The men makeover candidates all have issues with their self-confidence which manifests in the how messy their homes are, their dress sense (or lack of it) and the way most of them keep people at arm’s length. By the end of the show, they experience some sort of emotional breakthrough. I do wonder how long it lasts though. I hope there’s some sort of follow-up show.

Would I recommend Queer Eye?

I would most certainly recommend Queer Eye. I enjoyed seeing the transformation especially the personal makeovers. A haircut and personal grooming can make a huge difference! I like all five of the fab five. They’re likable and real, if sometimes a bit hyper. I already can’t wait for the next season. I could never stand watching the makeover shows on TV before because of all the breaks and advertisement. The best thing about Netflix? Not one single ad break!

Netflix South Africa vs Showmax

For the past two years or so I’ve been streaming my TV series and movies via Apple TV first from Netflix and then later both Showmax and Netflix. My TV viewing has completely changed in that time. I’ve watched very little ‘normal’ TV in that time. Who in their right mind would use ‘normal’ TV with all those advertising breaks above streaming? Not me! That’s for sure. I tried to sign up for Amazon as well, but they wanted a credit card number and I didn’t want to give that information, so no Amazon for me. If Amazon accepts Paypal in the future, I will likely sign up there too. I love having access to as much TV as possible!

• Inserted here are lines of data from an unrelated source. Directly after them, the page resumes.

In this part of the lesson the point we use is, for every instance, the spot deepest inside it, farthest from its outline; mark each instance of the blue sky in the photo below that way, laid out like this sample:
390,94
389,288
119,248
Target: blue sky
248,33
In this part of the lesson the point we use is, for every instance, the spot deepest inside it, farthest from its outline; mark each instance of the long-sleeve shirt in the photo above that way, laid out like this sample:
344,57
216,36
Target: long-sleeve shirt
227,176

The difference between Netflix and Showmax

There are a few TV series and movies that are on both streaming services: like Suits, The Affair, Friends, etc. The difference is on Showmax you’ll find South African movies and series which of course is not available on Netflix. I haven’t yet watched any SA movies or series on Showmax. Showmax does have some exclusive streams to US TV shows. Showmax has Game of Thrones, which was a huge plus for me. GOT Season 7 was online almost immediately after the series ended in the US. Mr Robot season 3 was streaming on Showmax pretty much as the episodes concluded in the US.

Netflix has original programming like Stranger Things and Stranger Things 2, 13 Reasons Why, The Queen, Dynasty, etc. Unfortunately, some of their original programmes were sold to DSTV before Netflix arrived in South Africa, so House of Cards, for example, is far behind on Netflix. HOC season 4 arrived last year and HOC 5 hasn’t even arrived yet.

Which do I use most?

It’s hard to say. I go through phases of watching Netflix almost exclusively, but then a few weeks later I’m back with Showmax for a few series. Fortunately, I don’t have to choose at the moment. But if I had to, I’d probably choose Netflix. Mainly because some of their original programmes are amazing. It’s a close thing though.